The ECB’s Governing Council meets next week to decide whether to adjust its monetary policy, including the recently accelerated pace of bond buying, in response to signs that economic activity and prices are rising as prices decline. Covid-19 closure measures.
Eurozone inflation has recovered after several months below zero last year, prompting most economists to predict that the rate will exceed the ECB’s target below this year, but close to 2%.
However, several ECB policymakers, including its president Christine Lagarde, have said the recent rise in inflation is only a temporary phenomenon, driven by point effects, and predicts it will fade next year. They argue that this means that central bank policy must remain very accommodating.
A year-on-year increase of 13.1% in euro area energy prices was the main factor driving the harmonized index of consumer prices in the single-currency area of 19 countries slightly above expectations up to at its highest level since October 2018, according to Eurostat.
Core inflation, excluding the most volatile prices for energy, food, alcohol and tobacco, rose more modestly than the overall figure, from 0.7% in April to 0.9% in May. . Blockchain services sector prices, which have been weighted by coronavirus-induced blockages, rose 1.1%.
Most economists believe that a sustained period of inflation above the euro area target is unlikely because millions of people lost their jobs, were put to work or left the workforce during the pandemic.
The ECB estimated that wage growth in the eurozone weakened further in the first quarter, to 1.4%.
Christoph Weil, an economist at Commerzbank, said: “The recession in the eurozone triggered by the crown pandemic will continue to dampen wage growth in 2021.”
Eurostat said unemployment in the bloc fell to 8% in April, its lowest level in nine months. The number of unemployed fell to 15.4 million, down 134,000 from March, but still almost 1.3 million more than in April 2020.

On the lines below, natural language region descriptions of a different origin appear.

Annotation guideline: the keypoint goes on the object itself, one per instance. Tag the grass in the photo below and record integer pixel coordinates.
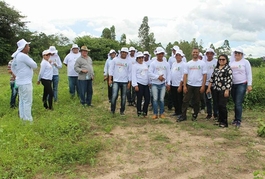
(58, 143)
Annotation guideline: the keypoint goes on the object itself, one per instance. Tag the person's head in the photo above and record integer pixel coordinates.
(238, 53)
(75, 49)
(140, 57)
(124, 52)
(146, 56)
(112, 54)
(210, 54)
(160, 52)
(46, 54)
(84, 51)
(53, 50)
(222, 60)
(132, 51)
(178, 55)
(195, 53)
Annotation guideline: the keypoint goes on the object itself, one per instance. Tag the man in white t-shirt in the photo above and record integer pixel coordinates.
(211, 63)
(69, 61)
(193, 84)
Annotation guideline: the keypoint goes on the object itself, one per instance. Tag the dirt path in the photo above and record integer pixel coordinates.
(164, 149)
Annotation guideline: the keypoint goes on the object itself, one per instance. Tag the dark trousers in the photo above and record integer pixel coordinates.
(211, 108)
(177, 99)
(221, 102)
(85, 91)
(47, 93)
(131, 95)
(195, 91)
(144, 92)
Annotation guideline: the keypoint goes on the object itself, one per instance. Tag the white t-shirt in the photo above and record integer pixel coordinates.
(140, 74)
(70, 60)
(210, 65)
(195, 71)
(177, 72)
(121, 70)
(158, 68)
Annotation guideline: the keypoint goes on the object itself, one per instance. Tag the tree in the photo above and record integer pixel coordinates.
(11, 25)
(123, 40)
(112, 32)
(143, 34)
(106, 33)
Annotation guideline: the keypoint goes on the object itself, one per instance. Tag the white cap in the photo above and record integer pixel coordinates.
(112, 51)
(175, 47)
(146, 53)
(179, 52)
(159, 50)
(45, 52)
(139, 54)
(210, 50)
(132, 49)
(53, 49)
(124, 49)
(75, 46)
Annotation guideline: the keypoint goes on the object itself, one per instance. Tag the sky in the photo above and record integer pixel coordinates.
(241, 22)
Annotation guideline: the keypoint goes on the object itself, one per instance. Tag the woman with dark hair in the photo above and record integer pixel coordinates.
(222, 80)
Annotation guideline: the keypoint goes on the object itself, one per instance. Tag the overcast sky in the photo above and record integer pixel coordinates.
(242, 22)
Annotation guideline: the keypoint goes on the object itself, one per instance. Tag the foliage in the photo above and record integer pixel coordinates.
(261, 128)
(100, 47)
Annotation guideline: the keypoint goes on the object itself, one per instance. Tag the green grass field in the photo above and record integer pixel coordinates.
(74, 142)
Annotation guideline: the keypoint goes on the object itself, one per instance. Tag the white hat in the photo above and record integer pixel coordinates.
(179, 52)
(175, 47)
(210, 50)
(146, 53)
(132, 49)
(112, 51)
(75, 46)
(45, 52)
(139, 54)
(159, 50)
(124, 49)
(53, 49)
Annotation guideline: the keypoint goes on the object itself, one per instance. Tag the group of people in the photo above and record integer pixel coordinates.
(140, 79)
(79, 69)
(144, 79)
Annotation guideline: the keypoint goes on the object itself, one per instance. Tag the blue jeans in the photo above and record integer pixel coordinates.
(158, 92)
(115, 90)
(211, 109)
(14, 92)
(55, 81)
(238, 93)
(85, 91)
(25, 101)
(73, 85)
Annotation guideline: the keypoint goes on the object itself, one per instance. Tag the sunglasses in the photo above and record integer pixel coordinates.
(221, 59)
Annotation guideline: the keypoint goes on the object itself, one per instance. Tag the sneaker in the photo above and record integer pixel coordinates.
(162, 116)
(194, 117)
(154, 116)
(208, 117)
(238, 124)
(181, 118)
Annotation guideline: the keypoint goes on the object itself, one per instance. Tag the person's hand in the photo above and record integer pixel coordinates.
(168, 87)
(226, 93)
(249, 89)
(185, 89)
(180, 89)
(202, 89)
(161, 78)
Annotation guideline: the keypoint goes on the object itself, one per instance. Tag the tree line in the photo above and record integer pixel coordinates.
(13, 28)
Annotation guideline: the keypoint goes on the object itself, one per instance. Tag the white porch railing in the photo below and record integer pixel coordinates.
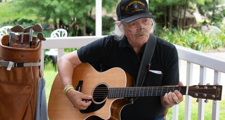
(191, 56)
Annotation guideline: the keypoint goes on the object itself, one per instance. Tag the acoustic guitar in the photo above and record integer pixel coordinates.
(110, 91)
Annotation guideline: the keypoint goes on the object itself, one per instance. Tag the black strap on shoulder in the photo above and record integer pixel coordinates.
(146, 60)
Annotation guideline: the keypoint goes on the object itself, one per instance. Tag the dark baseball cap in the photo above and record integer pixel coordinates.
(130, 10)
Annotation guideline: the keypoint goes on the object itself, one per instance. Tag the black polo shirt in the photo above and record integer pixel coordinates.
(107, 53)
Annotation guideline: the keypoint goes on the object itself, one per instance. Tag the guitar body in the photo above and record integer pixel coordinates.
(87, 80)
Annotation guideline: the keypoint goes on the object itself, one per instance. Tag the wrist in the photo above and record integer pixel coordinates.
(67, 88)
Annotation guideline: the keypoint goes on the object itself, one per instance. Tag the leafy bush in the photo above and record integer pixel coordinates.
(194, 39)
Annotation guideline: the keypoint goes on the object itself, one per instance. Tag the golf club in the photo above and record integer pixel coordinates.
(26, 30)
(40, 36)
(12, 36)
(17, 28)
(35, 28)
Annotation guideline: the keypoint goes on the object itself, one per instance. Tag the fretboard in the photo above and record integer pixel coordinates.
(143, 91)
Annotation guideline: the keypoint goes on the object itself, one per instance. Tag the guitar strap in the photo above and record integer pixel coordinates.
(146, 60)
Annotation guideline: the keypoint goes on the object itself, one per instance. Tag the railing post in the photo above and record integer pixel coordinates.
(98, 17)
(42, 62)
(201, 105)
(60, 53)
(188, 98)
(216, 104)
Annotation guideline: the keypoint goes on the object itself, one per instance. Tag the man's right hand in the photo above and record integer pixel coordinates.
(78, 99)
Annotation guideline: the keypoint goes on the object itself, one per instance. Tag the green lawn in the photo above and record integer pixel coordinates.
(8, 13)
(50, 74)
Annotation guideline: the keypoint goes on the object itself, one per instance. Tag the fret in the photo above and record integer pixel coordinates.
(132, 92)
(152, 91)
(143, 90)
(113, 92)
(156, 91)
(139, 91)
(167, 89)
(135, 91)
(147, 91)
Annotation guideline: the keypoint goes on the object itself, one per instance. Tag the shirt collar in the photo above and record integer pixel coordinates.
(124, 42)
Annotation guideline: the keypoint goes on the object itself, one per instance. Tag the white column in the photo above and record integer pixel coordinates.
(42, 62)
(188, 98)
(216, 104)
(201, 104)
(98, 17)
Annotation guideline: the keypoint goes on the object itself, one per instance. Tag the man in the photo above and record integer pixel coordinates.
(125, 49)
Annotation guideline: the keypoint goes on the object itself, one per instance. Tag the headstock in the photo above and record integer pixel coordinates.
(213, 92)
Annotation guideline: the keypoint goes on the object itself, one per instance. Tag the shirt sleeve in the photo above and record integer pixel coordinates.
(171, 68)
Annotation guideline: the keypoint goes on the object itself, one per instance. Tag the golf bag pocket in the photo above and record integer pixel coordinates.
(19, 76)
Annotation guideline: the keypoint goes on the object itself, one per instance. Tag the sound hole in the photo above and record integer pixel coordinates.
(100, 93)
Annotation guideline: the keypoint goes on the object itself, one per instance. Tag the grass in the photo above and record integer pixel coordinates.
(50, 74)
(8, 13)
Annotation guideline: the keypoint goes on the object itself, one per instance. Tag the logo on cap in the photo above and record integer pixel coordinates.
(135, 5)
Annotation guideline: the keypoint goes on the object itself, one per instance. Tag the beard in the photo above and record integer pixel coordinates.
(141, 33)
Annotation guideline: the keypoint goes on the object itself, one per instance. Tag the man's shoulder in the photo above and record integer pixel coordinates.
(163, 43)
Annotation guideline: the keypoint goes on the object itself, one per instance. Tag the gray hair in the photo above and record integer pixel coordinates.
(118, 32)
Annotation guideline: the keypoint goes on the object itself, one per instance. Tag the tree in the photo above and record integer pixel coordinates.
(212, 11)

Andrew Kenningham, an economist at Capital Economics, said that while hiring was expected to “substantially increase” as closures were lifted, “companies will be able to turn to troubled workers, so we don’t expect that the unemployment rate will fall rapidly this year ”.

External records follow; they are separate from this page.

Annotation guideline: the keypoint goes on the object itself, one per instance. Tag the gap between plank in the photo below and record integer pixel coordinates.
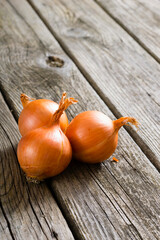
(8, 223)
(128, 31)
(149, 154)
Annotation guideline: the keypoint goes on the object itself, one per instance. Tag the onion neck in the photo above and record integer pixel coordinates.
(63, 105)
(25, 100)
(124, 121)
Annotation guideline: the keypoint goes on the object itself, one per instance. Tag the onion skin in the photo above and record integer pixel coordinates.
(37, 113)
(94, 136)
(45, 152)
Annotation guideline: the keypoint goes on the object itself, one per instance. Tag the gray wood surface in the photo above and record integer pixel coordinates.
(141, 18)
(103, 201)
(119, 69)
(29, 209)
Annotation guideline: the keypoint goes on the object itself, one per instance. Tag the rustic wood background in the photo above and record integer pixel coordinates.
(111, 59)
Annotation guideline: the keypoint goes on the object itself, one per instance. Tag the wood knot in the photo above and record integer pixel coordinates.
(53, 61)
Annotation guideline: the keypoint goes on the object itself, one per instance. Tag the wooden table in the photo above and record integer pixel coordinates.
(111, 54)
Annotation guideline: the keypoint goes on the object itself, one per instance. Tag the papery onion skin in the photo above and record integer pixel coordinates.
(37, 113)
(94, 136)
(44, 152)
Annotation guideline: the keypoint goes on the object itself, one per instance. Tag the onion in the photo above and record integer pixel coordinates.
(45, 152)
(37, 113)
(94, 136)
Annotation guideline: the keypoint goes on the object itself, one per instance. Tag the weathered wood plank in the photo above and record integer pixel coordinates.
(123, 73)
(107, 201)
(30, 209)
(140, 18)
(4, 229)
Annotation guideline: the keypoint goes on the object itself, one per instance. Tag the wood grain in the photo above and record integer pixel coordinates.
(140, 18)
(122, 72)
(104, 201)
(29, 209)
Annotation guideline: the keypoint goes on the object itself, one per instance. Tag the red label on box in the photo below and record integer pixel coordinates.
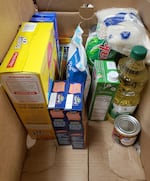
(12, 60)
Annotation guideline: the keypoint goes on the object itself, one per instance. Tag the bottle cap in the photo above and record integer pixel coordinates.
(138, 52)
(113, 76)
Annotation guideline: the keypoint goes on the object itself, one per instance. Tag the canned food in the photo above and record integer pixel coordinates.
(126, 129)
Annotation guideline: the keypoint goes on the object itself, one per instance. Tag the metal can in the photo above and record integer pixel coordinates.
(126, 129)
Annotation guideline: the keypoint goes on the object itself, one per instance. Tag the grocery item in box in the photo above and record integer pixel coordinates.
(58, 99)
(45, 16)
(40, 131)
(77, 68)
(64, 48)
(74, 101)
(60, 124)
(104, 86)
(33, 114)
(26, 68)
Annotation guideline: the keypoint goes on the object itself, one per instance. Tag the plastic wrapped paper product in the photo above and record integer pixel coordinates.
(123, 29)
(77, 68)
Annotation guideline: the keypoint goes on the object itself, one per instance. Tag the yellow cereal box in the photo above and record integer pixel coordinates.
(28, 65)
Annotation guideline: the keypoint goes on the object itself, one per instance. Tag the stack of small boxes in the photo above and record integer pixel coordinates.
(67, 113)
(25, 74)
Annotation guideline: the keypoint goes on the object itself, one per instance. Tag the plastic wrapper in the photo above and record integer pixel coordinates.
(123, 29)
(77, 68)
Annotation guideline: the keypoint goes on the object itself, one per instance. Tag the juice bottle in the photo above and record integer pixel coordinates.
(133, 75)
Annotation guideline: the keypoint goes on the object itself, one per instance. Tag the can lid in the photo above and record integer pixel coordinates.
(127, 125)
(138, 52)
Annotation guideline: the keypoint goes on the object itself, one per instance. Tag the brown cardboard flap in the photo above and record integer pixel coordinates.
(98, 5)
(40, 157)
(109, 160)
(57, 5)
(125, 162)
(68, 21)
(12, 141)
(69, 165)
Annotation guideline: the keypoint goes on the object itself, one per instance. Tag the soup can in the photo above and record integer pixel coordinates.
(126, 129)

Peter Altmaier, Germany’s economy minister, said he was following the rise in inflation “very carefully” and attributed much of it to sharp rises in the price of wood, semiconductors and oil.
“As a result of the pandemic and the rapid rise in economic activity, many goods and products have been in short supply,” he said. “The real question is what [level of inflation] we should aspire to it. “
In a sign that supply-side inflationary pressures are rising, a monitored business survey released on Tuesday said eurozone manufacturers were facing unprecedented product shortages and rising prices, which which limited its ability to meet growing global demand.

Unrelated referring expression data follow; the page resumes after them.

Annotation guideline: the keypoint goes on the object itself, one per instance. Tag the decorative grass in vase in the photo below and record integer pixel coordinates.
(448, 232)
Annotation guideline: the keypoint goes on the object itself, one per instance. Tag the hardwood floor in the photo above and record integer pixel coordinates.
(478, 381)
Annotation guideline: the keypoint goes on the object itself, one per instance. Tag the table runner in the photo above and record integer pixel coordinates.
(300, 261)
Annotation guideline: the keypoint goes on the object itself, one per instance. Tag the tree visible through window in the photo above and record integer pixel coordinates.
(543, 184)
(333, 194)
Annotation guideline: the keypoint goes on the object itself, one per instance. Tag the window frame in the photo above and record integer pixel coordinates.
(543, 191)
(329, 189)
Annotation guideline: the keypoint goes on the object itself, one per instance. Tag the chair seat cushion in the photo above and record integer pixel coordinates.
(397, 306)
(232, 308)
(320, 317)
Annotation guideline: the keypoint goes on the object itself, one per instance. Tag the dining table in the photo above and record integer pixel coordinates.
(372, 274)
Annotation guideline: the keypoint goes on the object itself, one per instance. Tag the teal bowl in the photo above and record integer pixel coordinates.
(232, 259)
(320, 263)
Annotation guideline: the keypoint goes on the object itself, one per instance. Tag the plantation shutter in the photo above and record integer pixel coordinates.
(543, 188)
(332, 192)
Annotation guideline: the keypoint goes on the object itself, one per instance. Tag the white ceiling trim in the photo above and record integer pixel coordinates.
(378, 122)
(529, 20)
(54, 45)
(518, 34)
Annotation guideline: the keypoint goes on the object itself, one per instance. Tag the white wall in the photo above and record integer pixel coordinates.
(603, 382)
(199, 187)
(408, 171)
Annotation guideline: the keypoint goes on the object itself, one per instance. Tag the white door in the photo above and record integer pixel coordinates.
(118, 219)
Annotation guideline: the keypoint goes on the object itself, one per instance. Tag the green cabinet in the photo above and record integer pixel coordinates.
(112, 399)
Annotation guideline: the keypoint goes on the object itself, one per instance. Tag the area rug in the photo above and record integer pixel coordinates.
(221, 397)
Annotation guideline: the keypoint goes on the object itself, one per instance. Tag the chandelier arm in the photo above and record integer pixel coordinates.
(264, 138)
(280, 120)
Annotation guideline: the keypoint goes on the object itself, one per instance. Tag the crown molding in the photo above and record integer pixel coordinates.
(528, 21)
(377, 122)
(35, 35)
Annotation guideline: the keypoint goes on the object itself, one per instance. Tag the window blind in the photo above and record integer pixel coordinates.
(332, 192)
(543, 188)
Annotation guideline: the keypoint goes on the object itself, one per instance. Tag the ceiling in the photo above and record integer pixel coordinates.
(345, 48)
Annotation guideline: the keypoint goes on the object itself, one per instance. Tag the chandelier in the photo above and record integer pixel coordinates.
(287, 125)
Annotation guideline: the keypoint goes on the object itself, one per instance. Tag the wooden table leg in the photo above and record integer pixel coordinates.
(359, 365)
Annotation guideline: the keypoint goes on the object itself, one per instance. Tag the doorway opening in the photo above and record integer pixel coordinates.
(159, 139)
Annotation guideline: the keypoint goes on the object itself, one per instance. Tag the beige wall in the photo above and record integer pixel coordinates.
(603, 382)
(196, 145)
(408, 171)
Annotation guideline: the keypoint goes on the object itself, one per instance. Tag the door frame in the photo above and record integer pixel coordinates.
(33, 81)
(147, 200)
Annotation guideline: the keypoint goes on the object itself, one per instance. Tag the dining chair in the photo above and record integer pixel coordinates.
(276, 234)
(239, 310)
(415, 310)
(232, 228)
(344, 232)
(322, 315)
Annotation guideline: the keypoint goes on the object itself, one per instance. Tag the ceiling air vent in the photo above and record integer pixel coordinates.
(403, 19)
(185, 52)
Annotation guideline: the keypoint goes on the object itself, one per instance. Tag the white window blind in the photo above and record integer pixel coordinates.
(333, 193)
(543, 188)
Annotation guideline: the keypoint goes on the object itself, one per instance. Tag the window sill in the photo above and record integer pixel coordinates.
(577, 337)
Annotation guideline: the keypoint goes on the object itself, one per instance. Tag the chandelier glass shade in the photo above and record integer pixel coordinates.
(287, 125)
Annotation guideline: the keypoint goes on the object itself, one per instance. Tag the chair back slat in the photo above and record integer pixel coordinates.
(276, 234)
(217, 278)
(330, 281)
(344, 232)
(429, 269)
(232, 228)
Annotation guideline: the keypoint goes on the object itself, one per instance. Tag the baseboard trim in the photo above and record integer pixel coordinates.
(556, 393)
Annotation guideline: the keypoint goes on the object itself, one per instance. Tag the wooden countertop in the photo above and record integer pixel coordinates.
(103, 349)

IHS Markit Eurozone index of purchasing managers for manufacturing it was found “average input costs again increased substantially. . . to reach an unprecedented level in line with the widespread shortage of products ”. He said the factories “took advantage of the price improvement by increasing their own charges at the fastest pace in more than 18 years of data availability.”
According to a survey by the Ifo Institute in Munich, 44% of German construction companies have problems obtaining materials on time. “Timber prices have skyrocketed in recent months and sawmills can’t keep up,” Felix Leiss told Ifo.